If you are using RDMA, TCP tuning I suggested has no effect. I did not take that into account, sorry. There is a qperf utility that works in RHEL6.2 with RDMA to test performance, perhaps this could help isolate the problem. Are you sure RDMA is being used? The 150 MB/s number sounds suspiciously like TCP without jumbo frames (too many interrupts). What kind of hardware RAID config is being used there? I was using just JBOD (no RAID) at hardware level, depending on Gluster write replication instead. Can you do some simple write tests to the underlying filesystem used by Gluster on the server side? Make sure it's not an I/O bottleneck. Can you try doing this on a client: # vmstat 2 5 > vmstat.log during a test? On server, try: # yum install sysstat # iostat -kx /dev/sd? 2 > iostat.log During a test # lastly, use netstat -i 2 during a test, with RDMA you should see very little traffic because the network card does all the transmits/receives without the host knowing about it. My apologies if you did some of this already ;-)
(In reply to comment #20) > If you are using RDMA, TCP tuning I suggested has no effect. I did not take > that into account, sorry. There is a qperf utility that works in RHEL6.2 Ben the problem seems to be not 'rdma' per se since pure 'distribute' volume gives around 650MB/sec. So what we get with RDMA with 'replicate' is an internal bug, rather than a system level tuning. There is a patch for 'eager transaction updates' in replicate which is not part of 3.2.x releases yet which supposedly can help improve the performance, that needs to be tested.

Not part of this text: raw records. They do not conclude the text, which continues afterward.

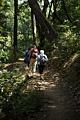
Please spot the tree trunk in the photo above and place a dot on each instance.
(48, 30)
(15, 27)
(34, 28)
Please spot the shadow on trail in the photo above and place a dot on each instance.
(34, 99)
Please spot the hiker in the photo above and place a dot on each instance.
(41, 61)
(33, 62)
(26, 59)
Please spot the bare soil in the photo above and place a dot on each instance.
(57, 101)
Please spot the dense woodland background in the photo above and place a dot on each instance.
(53, 25)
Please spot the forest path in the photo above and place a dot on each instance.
(57, 102)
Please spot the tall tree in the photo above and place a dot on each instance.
(15, 26)
(42, 21)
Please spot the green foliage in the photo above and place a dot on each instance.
(17, 101)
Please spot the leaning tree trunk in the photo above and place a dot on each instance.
(15, 27)
(40, 18)
(34, 28)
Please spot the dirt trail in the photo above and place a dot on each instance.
(57, 102)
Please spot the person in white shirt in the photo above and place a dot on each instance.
(41, 61)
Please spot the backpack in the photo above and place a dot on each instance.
(26, 56)
(34, 53)
(42, 60)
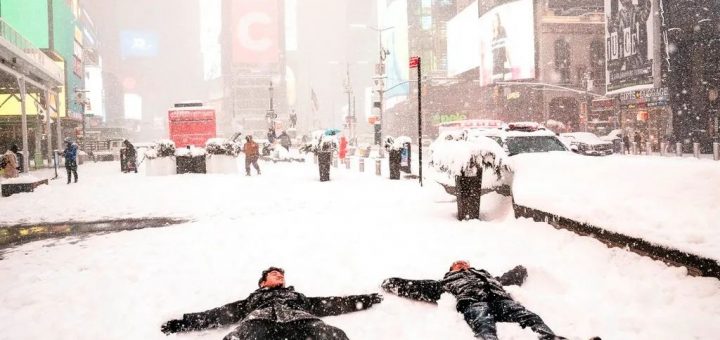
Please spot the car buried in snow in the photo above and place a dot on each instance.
(587, 143)
(512, 139)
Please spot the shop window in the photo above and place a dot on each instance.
(562, 60)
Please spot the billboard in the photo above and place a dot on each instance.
(629, 39)
(462, 40)
(395, 40)
(138, 44)
(256, 32)
(507, 41)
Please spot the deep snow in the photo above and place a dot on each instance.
(334, 238)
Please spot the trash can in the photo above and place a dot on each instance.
(468, 190)
(405, 158)
(394, 159)
(190, 164)
(324, 161)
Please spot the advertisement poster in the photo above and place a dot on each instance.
(507, 42)
(629, 41)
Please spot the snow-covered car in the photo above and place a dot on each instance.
(525, 137)
(587, 143)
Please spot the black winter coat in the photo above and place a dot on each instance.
(276, 304)
(468, 286)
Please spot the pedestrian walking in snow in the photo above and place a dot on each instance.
(638, 142)
(626, 144)
(285, 140)
(276, 312)
(130, 156)
(481, 298)
(252, 153)
(9, 162)
(70, 154)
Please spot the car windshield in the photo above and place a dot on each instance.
(529, 144)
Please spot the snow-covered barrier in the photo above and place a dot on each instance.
(222, 156)
(160, 159)
(450, 158)
(668, 202)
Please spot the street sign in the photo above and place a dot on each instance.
(414, 62)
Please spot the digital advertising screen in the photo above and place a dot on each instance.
(507, 42)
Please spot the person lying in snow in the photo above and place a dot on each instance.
(480, 298)
(275, 312)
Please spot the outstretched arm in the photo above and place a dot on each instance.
(421, 290)
(335, 305)
(515, 276)
(221, 316)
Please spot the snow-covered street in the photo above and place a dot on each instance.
(336, 238)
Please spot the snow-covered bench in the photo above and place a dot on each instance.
(21, 184)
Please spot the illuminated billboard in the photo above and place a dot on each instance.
(138, 44)
(395, 40)
(629, 37)
(256, 32)
(507, 42)
(462, 40)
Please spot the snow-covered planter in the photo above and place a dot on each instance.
(221, 156)
(464, 158)
(160, 159)
(190, 160)
(395, 147)
(468, 164)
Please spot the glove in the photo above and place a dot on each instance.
(391, 285)
(375, 298)
(172, 326)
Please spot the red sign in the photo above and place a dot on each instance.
(414, 62)
(256, 32)
(191, 127)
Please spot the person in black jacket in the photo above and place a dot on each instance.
(481, 298)
(275, 312)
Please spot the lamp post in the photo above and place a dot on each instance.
(380, 70)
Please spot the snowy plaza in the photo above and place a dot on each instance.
(340, 237)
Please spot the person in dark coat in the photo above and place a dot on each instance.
(70, 154)
(626, 143)
(272, 136)
(638, 142)
(252, 154)
(276, 312)
(285, 140)
(480, 296)
(130, 156)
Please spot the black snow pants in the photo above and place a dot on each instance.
(295, 330)
(251, 160)
(482, 316)
(71, 167)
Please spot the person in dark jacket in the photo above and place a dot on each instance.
(626, 143)
(130, 156)
(252, 153)
(480, 296)
(285, 140)
(70, 154)
(276, 312)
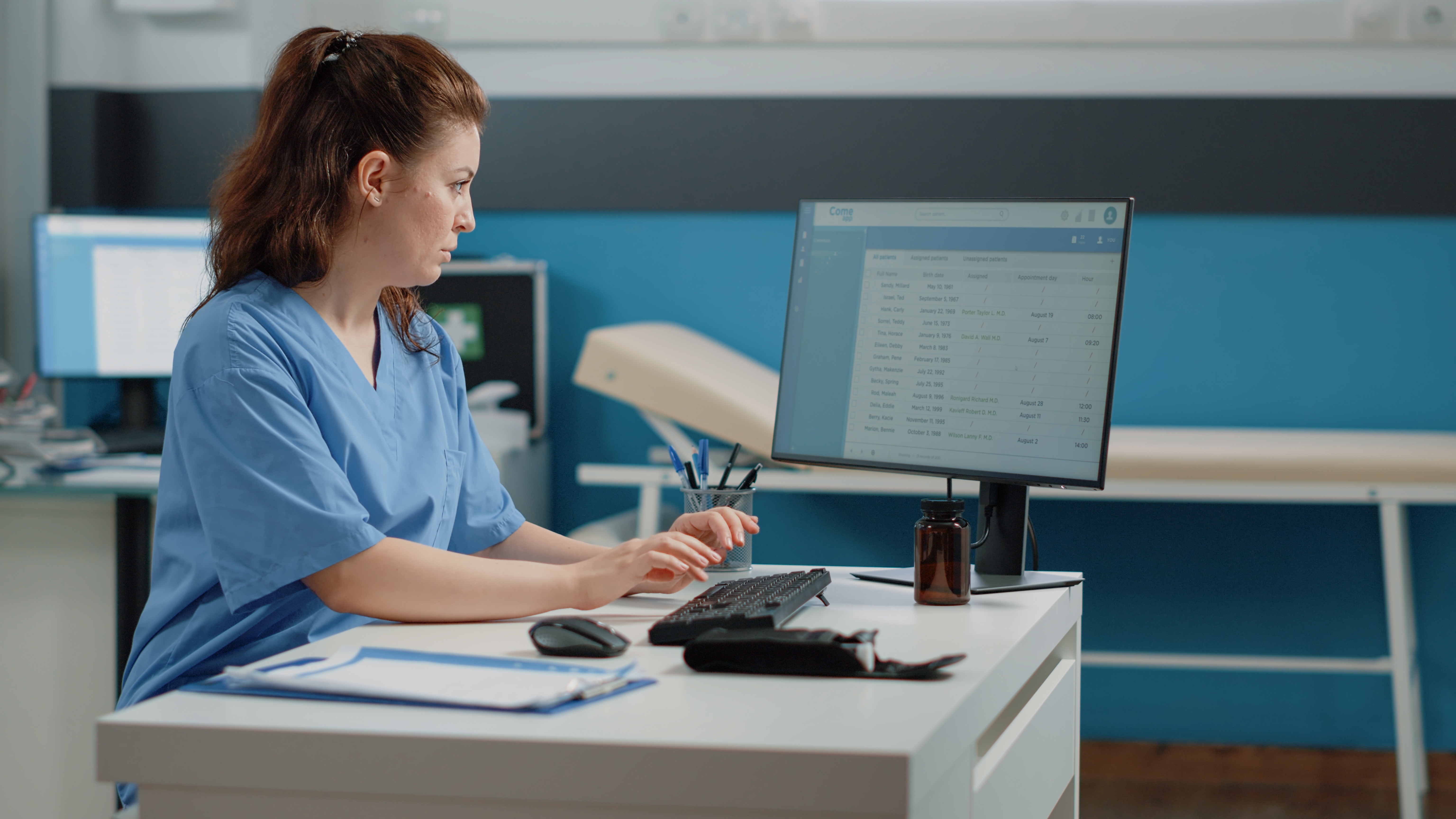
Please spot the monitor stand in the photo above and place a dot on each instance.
(1002, 559)
(137, 431)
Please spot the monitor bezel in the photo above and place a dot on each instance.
(969, 474)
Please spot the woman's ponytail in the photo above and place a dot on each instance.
(332, 97)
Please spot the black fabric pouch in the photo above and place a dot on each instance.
(804, 654)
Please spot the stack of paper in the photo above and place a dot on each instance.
(429, 678)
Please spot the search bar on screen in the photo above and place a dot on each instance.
(962, 215)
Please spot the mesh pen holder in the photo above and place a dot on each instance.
(702, 500)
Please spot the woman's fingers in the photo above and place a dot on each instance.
(689, 547)
(663, 560)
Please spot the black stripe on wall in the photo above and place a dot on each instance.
(1365, 157)
(143, 151)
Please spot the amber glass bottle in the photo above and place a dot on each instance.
(943, 554)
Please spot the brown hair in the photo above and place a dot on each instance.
(332, 98)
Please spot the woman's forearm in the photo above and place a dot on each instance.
(411, 582)
(541, 546)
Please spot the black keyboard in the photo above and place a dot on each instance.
(752, 602)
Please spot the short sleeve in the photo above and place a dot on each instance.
(486, 515)
(273, 502)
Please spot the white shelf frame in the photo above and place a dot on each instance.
(1396, 549)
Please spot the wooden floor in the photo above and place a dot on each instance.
(1142, 780)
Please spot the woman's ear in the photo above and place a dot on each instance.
(369, 177)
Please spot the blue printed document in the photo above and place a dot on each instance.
(394, 675)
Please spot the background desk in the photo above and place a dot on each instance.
(996, 739)
(1171, 464)
(68, 557)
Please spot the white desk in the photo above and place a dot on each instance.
(996, 739)
(1390, 470)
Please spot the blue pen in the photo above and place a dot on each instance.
(678, 464)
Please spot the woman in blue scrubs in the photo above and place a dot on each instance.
(321, 469)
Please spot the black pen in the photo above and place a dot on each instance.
(723, 483)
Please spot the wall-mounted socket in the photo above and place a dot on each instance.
(1432, 21)
(174, 6)
(794, 21)
(1372, 20)
(737, 21)
(683, 21)
(426, 21)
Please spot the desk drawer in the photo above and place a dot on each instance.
(1027, 769)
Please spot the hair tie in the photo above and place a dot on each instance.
(350, 41)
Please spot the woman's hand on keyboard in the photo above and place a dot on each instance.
(720, 528)
(663, 563)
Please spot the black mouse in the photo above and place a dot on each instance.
(577, 637)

This is the priority for immediate future (before 3.3.0 GA release). Will bump the priority up once we take RDMA related tasks.
All are 'GlusterFS-Commercial' bugs, mostly related to customers a year back or so. Good to have a resolution on these issues. Moving the component considering the visibility in RHS component :-)
CHANGE: http://review.gluster.com/269 (performance/write-behind: preserve lk-owner while syncing writes.) merged in master by Anand Avati (avati)
This bug is not seen in current master branch (which will get branched as RHS 2.1.0 soon). To consider it for fixing, want to make sure this bug still exists in RHS servers. If not reproduced, would like to close this.